I. L’ouverture d’une liquidation judiciaire simplifiée subordonnée à des conditions cumulatives.
Le tribunal vérifie d’abord l’état de cessation des paiements du débiteur, condition préalable à toute procédure collective. Il constate ensuite que le redressement de l’entreprise est manifestement impossible, justifiant le prononcé de la liquidation.
La décision précise que les conditions de l’article L. 641-2 du code de commerce sont remplies. Le tribunal dispose des éléments lui ayant permis de vérifier que les conditions mentionnées au 1er alinéa de l’article L. 641-2 du code de commerce sont réunies (Discussion). Cette vérification porte sur l’absence de biens immobiliers et les seuils de salariés et de chiffre d’affaires.
Cette solution a une valeur pratique certaine pour les petites entreprises sans actif immobilier significatif. Elle permet d’accélérer la procédure et de réduire les coûts pour les créanciers et le débiteur.
La portée de ce jugement est de rappeler le caractère automatique de la liquidation simplifiée lorsque les seuils légaux sont dépassés. Le tribunal ne dispose d’aucun pouvoir discrétionnaire pour refuser cette forme de procédure.
II. Les conséquences pratiques de l’ouverture de la liquidation judiciaire simplifiée.
Le tribunal fixe la date de cessation des paiements au 2 janvier 2026 et désigne un juge-commissaire ainsi qu’un liquidateur judiciaire. Il ordonne également la réalisation d’un inventaire et d’une prisée des biens.
Le liquidateur doit procéder dans les trois mois suivant le présent jugement à la vente des biens mobiliers (Motifs). Ce délai impératif vise à assurer une réalisation rapide de l’actif disponible.

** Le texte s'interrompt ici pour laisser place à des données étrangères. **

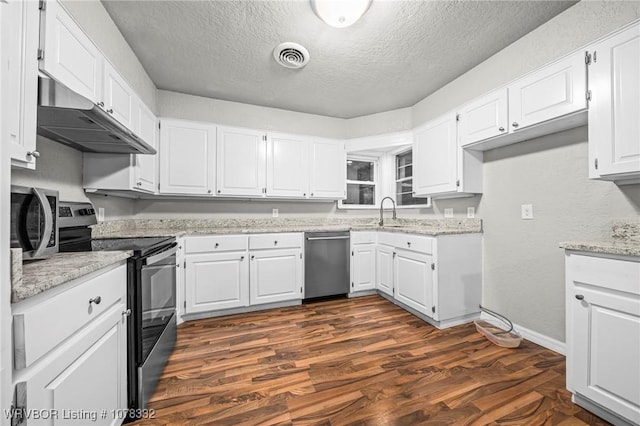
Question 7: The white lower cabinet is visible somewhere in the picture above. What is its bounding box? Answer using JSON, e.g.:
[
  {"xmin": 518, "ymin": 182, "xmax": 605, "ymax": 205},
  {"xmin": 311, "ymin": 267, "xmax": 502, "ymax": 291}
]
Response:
[
  {"xmin": 178, "ymin": 232, "xmax": 304, "ymax": 315},
  {"xmin": 566, "ymin": 252, "xmax": 640, "ymax": 425},
  {"xmin": 13, "ymin": 265, "xmax": 127, "ymax": 425},
  {"xmin": 394, "ymin": 249, "xmax": 435, "ymax": 316},
  {"xmin": 185, "ymin": 251, "xmax": 249, "ymax": 314}
]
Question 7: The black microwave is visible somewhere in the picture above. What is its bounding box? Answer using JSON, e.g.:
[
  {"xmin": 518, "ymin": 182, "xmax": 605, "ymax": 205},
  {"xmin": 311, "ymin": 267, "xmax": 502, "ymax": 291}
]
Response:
[{"xmin": 11, "ymin": 185, "xmax": 58, "ymax": 259}]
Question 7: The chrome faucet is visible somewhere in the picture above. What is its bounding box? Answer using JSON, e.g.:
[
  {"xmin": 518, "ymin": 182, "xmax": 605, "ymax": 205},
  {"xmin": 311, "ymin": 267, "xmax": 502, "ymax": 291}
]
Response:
[{"xmin": 378, "ymin": 197, "xmax": 396, "ymax": 226}]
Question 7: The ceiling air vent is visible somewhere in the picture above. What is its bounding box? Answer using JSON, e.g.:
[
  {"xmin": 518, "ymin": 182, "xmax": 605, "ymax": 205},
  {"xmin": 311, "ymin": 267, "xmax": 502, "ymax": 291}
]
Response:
[{"xmin": 273, "ymin": 42, "xmax": 309, "ymax": 68}]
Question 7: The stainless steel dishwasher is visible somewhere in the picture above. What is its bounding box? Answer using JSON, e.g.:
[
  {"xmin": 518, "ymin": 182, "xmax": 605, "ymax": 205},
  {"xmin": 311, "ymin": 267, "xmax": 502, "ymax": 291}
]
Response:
[{"xmin": 304, "ymin": 231, "xmax": 349, "ymax": 299}]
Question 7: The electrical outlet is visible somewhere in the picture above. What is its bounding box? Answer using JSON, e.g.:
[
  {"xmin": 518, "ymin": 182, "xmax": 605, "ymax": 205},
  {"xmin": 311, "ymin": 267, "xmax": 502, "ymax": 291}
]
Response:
[{"xmin": 520, "ymin": 204, "xmax": 533, "ymax": 220}]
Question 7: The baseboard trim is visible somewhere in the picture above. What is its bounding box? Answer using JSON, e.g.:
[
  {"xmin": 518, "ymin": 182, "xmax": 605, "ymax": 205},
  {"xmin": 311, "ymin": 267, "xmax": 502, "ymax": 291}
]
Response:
[{"xmin": 480, "ymin": 312, "xmax": 567, "ymax": 356}]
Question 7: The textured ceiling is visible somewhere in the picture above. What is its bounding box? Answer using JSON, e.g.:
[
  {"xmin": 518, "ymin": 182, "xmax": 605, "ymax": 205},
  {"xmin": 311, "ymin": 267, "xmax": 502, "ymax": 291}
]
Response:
[{"xmin": 102, "ymin": 0, "xmax": 575, "ymax": 118}]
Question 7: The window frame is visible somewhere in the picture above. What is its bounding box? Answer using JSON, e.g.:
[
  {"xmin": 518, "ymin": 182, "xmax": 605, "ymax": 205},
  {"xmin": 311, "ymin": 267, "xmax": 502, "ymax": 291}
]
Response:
[{"xmin": 338, "ymin": 153, "xmax": 382, "ymax": 210}]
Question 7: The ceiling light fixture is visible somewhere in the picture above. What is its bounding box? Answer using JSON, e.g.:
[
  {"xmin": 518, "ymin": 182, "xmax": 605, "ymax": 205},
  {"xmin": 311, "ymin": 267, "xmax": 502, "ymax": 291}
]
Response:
[{"xmin": 311, "ymin": 0, "xmax": 371, "ymax": 28}]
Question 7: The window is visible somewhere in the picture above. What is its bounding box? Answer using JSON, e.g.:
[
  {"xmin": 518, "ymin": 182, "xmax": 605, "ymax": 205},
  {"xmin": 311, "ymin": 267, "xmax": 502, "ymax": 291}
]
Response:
[
  {"xmin": 342, "ymin": 157, "xmax": 378, "ymax": 206},
  {"xmin": 396, "ymin": 150, "xmax": 428, "ymax": 206}
]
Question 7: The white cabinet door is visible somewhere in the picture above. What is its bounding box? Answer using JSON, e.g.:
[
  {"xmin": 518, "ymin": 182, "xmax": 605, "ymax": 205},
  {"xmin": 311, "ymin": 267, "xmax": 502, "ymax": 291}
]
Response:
[
  {"xmin": 102, "ymin": 61, "xmax": 134, "ymax": 130},
  {"xmin": 0, "ymin": 0, "xmax": 40, "ymax": 169},
  {"xmin": 458, "ymin": 88, "xmax": 509, "ymax": 146},
  {"xmin": 26, "ymin": 304, "xmax": 127, "ymax": 426},
  {"xmin": 40, "ymin": 0, "xmax": 104, "ymax": 103},
  {"xmin": 159, "ymin": 120, "xmax": 216, "ymax": 195},
  {"xmin": 508, "ymin": 52, "xmax": 587, "ymax": 131},
  {"xmin": 567, "ymin": 283, "xmax": 640, "ymax": 424},
  {"xmin": 376, "ymin": 245, "xmax": 395, "ymax": 296},
  {"xmin": 134, "ymin": 102, "xmax": 159, "ymax": 192},
  {"xmin": 267, "ymin": 134, "xmax": 309, "ymax": 198},
  {"xmin": 351, "ymin": 244, "xmax": 376, "ymax": 292},
  {"xmin": 394, "ymin": 249, "xmax": 434, "ymax": 317},
  {"xmin": 413, "ymin": 113, "xmax": 458, "ymax": 196},
  {"xmin": 309, "ymin": 139, "xmax": 347, "ymax": 199},
  {"xmin": 216, "ymin": 127, "xmax": 266, "ymax": 196},
  {"xmin": 185, "ymin": 252, "xmax": 249, "ymax": 314},
  {"xmin": 589, "ymin": 24, "xmax": 640, "ymax": 178},
  {"xmin": 249, "ymin": 248, "xmax": 303, "ymax": 305}
]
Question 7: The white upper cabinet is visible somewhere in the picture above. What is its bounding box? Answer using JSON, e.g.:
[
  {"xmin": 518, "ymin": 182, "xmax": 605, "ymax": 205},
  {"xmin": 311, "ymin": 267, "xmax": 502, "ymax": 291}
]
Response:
[
  {"xmin": 413, "ymin": 113, "xmax": 458, "ymax": 196},
  {"xmin": 309, "ymin": 138, "xmax": 347, "ymax": 200},
  {"xmin": 266, "ymin": 133, "xmax": 309, "ymax": 198},
  {"xmin": 216, "ymin": 127, "xmax": 267, "ymax": 196},
  {"xmin": 508, "ymin": 52, "xmax": 587, "ymax": 131},
  {"xmin": 160, "ymin": 119, "xmax": 216, "ymax": 195},
  {"xmin": 103, "ymin": 61, "xmax": 137, "ymax": 130},
  {"xmin": 0, "ymin": 0, "xmax": 39, "ymax": 169},
  {"xmin": 40, "ymin": 0, "xmax": 104, "ymax": 104},
  {"xmin": 589, "ymin": 24, "xmax": 640, "ymax": 183},
  {"xmin": 458, "ymin": 87, "xmax": 509, "ymax": 146}
]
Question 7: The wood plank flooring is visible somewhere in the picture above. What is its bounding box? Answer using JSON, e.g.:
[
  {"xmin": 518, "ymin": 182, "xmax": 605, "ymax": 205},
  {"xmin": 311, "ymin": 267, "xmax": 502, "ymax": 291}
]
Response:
[{"xmin": 136, "ymin": 296, "xmax": 607, "ymax": 426}]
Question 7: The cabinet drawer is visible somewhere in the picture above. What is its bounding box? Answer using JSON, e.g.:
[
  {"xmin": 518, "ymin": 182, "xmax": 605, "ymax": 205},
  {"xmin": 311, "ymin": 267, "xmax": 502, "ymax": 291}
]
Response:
[
  {"xmin": 13, "ymin": 265, "xmax": 127, "ymax": 369},
  {"xmin": 351, "ymin": 232, "xmax": 376, "ymax": 244},
  {"xmin": 249, "ymin": 233, "xmax": 302, "ymax": 250},
  {"xmin": 378, "ymin": 232, "xmax": 433, "ymax": 254},
  {"xmin": 185, "ymin": 235, "xmax": 248, "ymax": 254},
  {"xmin": 567, "ymin": 254, "xmax": 640, "ymax": 295}
]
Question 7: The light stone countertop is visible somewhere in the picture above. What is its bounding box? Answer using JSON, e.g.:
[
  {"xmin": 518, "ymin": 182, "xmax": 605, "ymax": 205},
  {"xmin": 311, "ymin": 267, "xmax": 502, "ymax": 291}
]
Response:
[
  {"xmin": 92, "ymin": 218, "xmax": 482, "ymax": 239},
  {"xmin": 11, "ymin": 250, "xmax": 133, "ymax": 303},
  {"xmin": 560, "ymin": 220, "xmax": 640, "ymax": 257}
]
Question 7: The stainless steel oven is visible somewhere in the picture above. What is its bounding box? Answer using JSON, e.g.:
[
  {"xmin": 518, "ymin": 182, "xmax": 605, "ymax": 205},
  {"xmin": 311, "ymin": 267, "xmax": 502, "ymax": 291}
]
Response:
[{"xmin": 11, "ymin": 185, "xmax": 58, "ymax": 259}]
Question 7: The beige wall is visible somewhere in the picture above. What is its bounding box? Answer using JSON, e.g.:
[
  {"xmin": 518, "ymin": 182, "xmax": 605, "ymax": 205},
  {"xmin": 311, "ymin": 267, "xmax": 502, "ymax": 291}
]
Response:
[{"xmin": 62, "ymin": 0, "xmax": 156, "ymax": 112}]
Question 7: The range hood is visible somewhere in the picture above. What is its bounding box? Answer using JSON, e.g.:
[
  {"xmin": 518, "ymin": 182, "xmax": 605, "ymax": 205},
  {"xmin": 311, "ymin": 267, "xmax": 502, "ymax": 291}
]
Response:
[{"xmin": 38, "ymin": 75, "xmax": 157, "ymax": 154}]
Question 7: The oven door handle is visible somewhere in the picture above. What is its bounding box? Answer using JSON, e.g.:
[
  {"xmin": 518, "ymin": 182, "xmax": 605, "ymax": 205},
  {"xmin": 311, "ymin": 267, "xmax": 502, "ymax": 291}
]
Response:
[
  {"xmin": 147, "ymin": 241, "xmax": 178, "ymax": 266},
  {"xmin": 33, "ymin": 188, "xmax": 53, "ymax": 257}
]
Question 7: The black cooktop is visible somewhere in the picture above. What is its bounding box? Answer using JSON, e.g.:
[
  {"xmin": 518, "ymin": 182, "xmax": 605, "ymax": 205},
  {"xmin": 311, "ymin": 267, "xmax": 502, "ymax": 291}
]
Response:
[{"xmin": 91, "ymin": 237, "xmax": 176, "ymax": 256}]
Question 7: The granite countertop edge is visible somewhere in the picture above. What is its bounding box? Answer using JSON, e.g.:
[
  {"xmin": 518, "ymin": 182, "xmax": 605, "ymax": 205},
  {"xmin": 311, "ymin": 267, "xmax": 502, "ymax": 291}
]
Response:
[
  {"xmin": 93, "ymin": 225, "xmax": 482, "ymax": 239},
  {"xmin": 560, "ymin": 240, "xmax": 640, "ymax": 257},
  {"xmin": 11, "ymin": 250, "xmax": 133, "ymax": 303}
]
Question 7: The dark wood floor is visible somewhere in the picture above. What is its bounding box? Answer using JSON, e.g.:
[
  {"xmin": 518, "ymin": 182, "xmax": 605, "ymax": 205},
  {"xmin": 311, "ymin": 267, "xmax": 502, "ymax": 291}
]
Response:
[{"xmin": 139, "ymin": 296, "xmax": 607, "ymax": 426}]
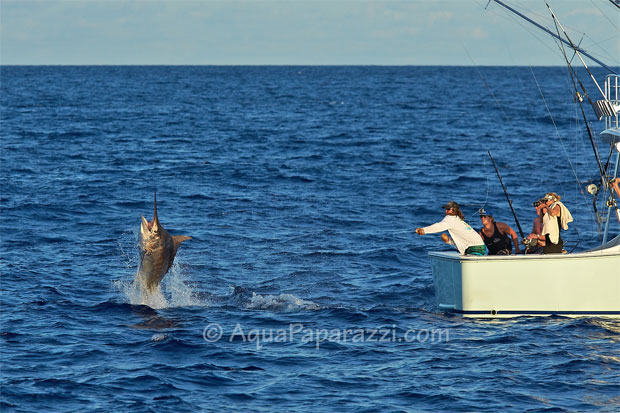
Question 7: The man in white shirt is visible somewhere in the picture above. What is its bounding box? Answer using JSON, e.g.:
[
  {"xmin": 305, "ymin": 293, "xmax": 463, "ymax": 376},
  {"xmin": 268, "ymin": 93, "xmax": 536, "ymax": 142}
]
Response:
[{"xmin": 415, "ymin": 201, "xmax": 487, "ymax": 255}]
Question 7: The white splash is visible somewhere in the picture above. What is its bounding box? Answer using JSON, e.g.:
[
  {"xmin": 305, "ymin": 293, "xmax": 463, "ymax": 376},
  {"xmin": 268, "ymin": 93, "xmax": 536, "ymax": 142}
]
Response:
[
  {"xmin": 248, "ymin": 293, "xmax": 320, "ymax": 311},
  {"xmin": 113, "ymin": 251, "xmax": 202, "ymax": 309}
]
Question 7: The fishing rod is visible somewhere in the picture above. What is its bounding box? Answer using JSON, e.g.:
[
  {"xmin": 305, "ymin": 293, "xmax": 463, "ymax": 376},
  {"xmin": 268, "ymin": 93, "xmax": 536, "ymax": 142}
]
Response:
[
  {"xmin": 487, "ymin": 0, "xmax": 617, "ymax": 74},
  {"xmin": 487, "ymin": 151, "xmax": 525, "ymax": 239}
]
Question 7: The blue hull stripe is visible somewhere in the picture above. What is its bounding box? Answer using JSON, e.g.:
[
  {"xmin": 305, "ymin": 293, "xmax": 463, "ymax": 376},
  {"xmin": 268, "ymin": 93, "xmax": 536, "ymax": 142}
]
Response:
[{"xmin": 448, "ymin": 309, "xmax": 620, "ymax": 315}]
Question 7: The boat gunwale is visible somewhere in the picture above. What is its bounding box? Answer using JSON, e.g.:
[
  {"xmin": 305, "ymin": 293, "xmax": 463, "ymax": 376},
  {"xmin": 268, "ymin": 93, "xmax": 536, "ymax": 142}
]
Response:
[{"xmin": 428, "ymin": 248, "xmax": 620, "ymax": 261}]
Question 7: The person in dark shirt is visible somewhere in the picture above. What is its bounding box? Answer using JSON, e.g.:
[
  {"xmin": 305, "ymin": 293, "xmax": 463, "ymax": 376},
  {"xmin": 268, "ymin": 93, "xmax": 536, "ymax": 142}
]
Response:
[{"xmin": 478, "ymin": 209, "xmax": 519, "ymax": 255}]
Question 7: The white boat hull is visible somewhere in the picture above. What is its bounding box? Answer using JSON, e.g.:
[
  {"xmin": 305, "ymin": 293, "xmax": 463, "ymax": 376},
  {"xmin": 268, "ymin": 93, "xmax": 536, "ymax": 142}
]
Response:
[{"xmin": 429, "ymin": 240, "xmax": 620, "ymax": 318}]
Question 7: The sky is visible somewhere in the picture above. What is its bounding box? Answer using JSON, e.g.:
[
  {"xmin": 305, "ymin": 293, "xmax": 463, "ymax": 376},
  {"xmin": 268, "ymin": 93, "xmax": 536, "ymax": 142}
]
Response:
[{"xmin": 0, "ymin": 0, "xmax": 620, "ymax": 66}]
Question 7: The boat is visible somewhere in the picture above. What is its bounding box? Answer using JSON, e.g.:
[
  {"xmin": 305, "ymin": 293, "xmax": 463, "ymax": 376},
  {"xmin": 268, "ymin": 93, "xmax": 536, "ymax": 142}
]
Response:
[{"xmin": 429, "ymin": 0, "xmax": 620, "ymax": 318}]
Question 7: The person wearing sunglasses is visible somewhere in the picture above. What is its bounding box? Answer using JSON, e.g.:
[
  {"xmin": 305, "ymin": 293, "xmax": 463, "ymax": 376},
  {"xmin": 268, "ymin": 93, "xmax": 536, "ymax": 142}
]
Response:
[
  {"xmin": 415, "ymin": 201, "xmax": 487, "ymax": 255},
  {"xmin": 478, "ymin": 208, "xmax": 519, "ymax": 255}
]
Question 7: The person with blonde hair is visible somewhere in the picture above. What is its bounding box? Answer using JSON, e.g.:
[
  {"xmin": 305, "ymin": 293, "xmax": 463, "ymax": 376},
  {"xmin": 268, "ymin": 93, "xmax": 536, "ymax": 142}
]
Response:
[
  {"xmin": 415, "ymin": 201, "xmax": 487, "ymax": 255},
  {"xmin": 539, "ymin": 192, "xmax": 573, "ymax": 254}
]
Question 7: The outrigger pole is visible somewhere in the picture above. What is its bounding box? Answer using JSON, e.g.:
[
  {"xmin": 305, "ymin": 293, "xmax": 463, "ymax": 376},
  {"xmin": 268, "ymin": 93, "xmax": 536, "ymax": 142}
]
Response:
[
  {"xmin": 487, "ymin": 0, "xmax": 618, "ymax": 75},
  {"xmin": 487, "ymin": 151, "xmax": 525, "ymax": 239}
]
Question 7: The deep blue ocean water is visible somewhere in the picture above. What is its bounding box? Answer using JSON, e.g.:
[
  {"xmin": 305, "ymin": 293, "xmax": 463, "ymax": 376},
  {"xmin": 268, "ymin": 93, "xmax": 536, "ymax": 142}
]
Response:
[{"xmin": 0, "ymin": 66, "xmax": 620, "ymax": 412}]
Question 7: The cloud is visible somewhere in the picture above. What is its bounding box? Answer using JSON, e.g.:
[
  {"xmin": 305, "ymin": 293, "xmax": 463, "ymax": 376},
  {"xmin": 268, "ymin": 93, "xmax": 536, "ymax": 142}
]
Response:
[
  {"xmin": 565, "ymin": 8, "xmax": 603, "ymax": 17},
  {"xmin": 470, "ymin": 27, "xmax": 489, "ymax": 39},
  {"xmin": 428, "ymin": 11, "xmax": 454, "ymax": 25}
]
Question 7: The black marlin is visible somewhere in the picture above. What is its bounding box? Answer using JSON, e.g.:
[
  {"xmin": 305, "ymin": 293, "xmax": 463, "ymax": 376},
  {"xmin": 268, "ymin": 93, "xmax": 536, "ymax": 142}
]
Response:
[{"xmin": 136, "ymin": 194, "xmax": 191, "ymax": 294}]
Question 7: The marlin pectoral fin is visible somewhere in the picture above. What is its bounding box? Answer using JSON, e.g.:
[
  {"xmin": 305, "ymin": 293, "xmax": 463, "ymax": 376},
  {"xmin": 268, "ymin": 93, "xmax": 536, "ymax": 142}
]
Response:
[{"xmin": 172, "ymin": 235, "xmax": 192, "ymax": 252}]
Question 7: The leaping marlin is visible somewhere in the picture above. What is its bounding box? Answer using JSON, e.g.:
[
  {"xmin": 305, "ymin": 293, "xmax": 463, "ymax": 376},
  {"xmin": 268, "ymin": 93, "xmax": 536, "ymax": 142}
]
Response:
[{"xmin": 136, "ymin": 194, "xmax": 191, "ymax": 294}]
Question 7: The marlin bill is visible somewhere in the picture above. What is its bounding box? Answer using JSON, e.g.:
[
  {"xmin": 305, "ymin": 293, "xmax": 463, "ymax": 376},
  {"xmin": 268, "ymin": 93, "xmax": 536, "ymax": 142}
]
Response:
[{"xmin": 136, "ymin": 194, "xmax": 191, "ymax": 294}]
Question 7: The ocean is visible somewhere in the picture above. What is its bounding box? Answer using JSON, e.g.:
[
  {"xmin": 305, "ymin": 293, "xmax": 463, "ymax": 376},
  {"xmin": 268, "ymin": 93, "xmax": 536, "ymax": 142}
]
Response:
[{"xmin": 0, "ymin": 66, "xmax": 620, "ymax": 412}]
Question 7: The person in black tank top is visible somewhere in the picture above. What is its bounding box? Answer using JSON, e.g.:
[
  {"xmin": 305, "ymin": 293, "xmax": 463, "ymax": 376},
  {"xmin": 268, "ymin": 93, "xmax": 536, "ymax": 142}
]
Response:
[{"xmin": 478, "ymin": 209, "xmax": 519, "ymax": 255}]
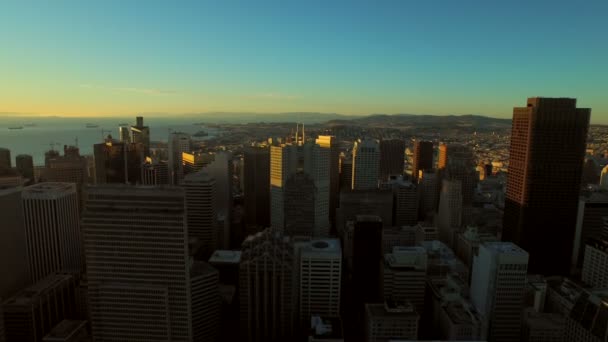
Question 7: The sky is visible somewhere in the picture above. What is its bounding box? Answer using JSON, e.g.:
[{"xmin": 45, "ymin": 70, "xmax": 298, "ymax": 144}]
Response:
[{"xmin": 0, "ymin": 0, "xmax": 608, "ymax": 123}]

Cette mesure a pour sens de protéger les intérêts des créanciers en évitant la dépréciation des biens. Elle impose au liquidateur une diligence particulière dans l’exécution de sa mission.
La portée de cette disposition est d’accélérer la clôture de la procédure, fixée à six mois par le tribunal. Elle illustre la volonté du législateur de traiter rapidement les petites liquidations.